Enquanto o país inteiro, do café mais próximo de sua casa à Assembleia da República (onde se vota esta semana um novo “pacote habitação”), grita que a habitação é um dos maiores desafios nacionais, em Lisboa, porventura o mais pressionado dos 308 concelhos portugueses, decide-se que 10% das casas da cidade podem, em vez de servir o propósito para o qual foram edificadas e licenciadas – um lugar para ser habitado – estar afetas à prestação de “serviços de alojamento temporário, nomeadamente a turistas, mediante remuneração”.
Este texto é uma observação despida de ideologias – é justo reconhecer que o novo regulamento compreende algumas disposições pertinentes – sobre a cidade, a função que dela se espera e, mais importante (porque é isso que é esquecido, invariavelmente, em todas as discussões sobre o assunto), uma reflexão sobre em que medida faz, ou não, sentido a ocupação para fins turísticos de imóveis que, legalmente, são destinados à habitação.
Por outro lado, importa também reconhecer que, em diferentes partes do país, o Alojamento Local (AL) tem desempenhado um papel positivo, designadamente em contextos de reabilitação urbana, dinamização económica e valorização do território.
Antes de mais: o que é uma cidade?
Uma cidade não é apenas um conjunto de edifícios, ruas e pessoas. É um território organizado, pensado e regulado a partir de opções coletivas, traduzidas em instrumentos de planeamento que procuram equilibrar funções, necessidades e usos ao longo do tempo. O Plano Diretor Municipal (PDM), os planos de urbanização e os planos de pormenor são mecanismos através dos quais uma comunidade decide como quer viver, crescer e organizar o seu espaço.
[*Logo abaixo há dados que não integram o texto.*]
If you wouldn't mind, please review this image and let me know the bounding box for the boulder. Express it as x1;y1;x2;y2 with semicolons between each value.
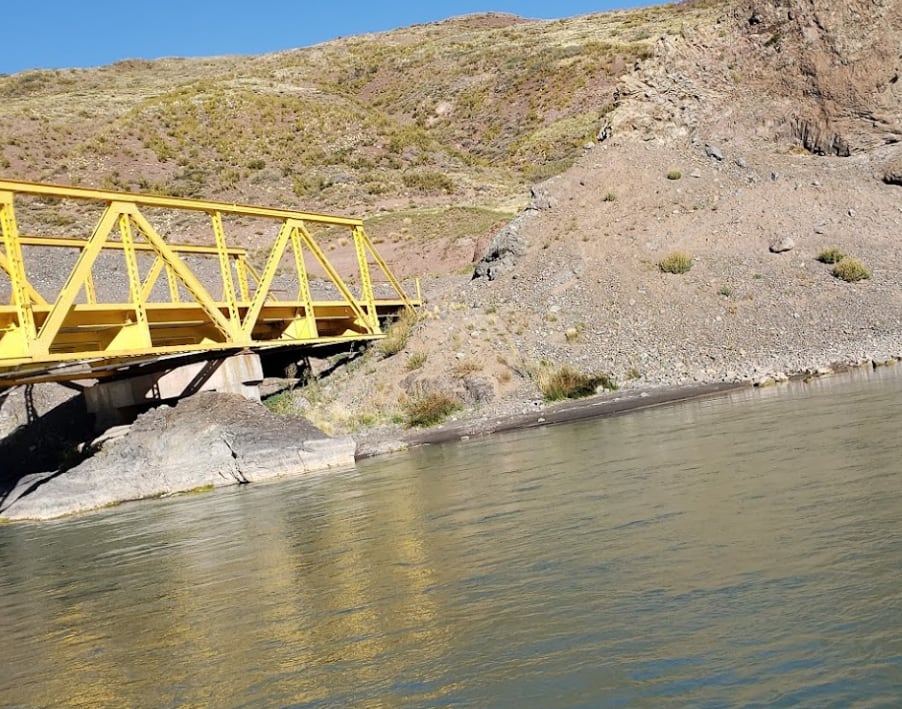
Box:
473;215;526;281
0;392;356;519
Uma autarquia tem autoridade para deliberar sobre o uso do edificado e do solo numa determinada área. Cabe a ela assegurar a coerência entre o território existente, a população residente, as infraestruturas disponíveis e os equipamentos coletivos que dão suporte à vida urbana. Quando, por exemplo, uma escola é projetada, ela tem como propósito servir uma dada população, estimada, entre outras coisas, a partir de uma delimitação geográfica e da contabilização do número de unidades residenciais.
O planeamento existe para servir a população. Antecipa impactos, evita conflitos de usos e garante que decisões individuais não geram efeitos coletivos indesejáveis. Curiosamente, o discurso público está repleto de referências ao planeamento. Fala-se dele quando se discutem transportes, densidades, expansão urbana ou, ainda há pouco tempo, a propósito da nova lei dos solos e da reclassificação simplificada de terrenos rústicos em urbanos.
Mas perante casos concretos essa preocupação parece esbater-se. O que se proclama publicamente, em abstrato, e se multiplica em artigos de opinião e entrevistas, tende a ser relativizado ou esquecido quando a realidade exige a sua aplicação prática.
É legítimo exigir coerência entre discurso e ação política e uma definição clara daquilo que aceitamos — ou não — enquanto política urbana.
Uma autarquia não pode afirmar a habitação como prioridade e, em simultâneo, permitir que até 10% do parque habitacional seja afeto a alojamento turístico.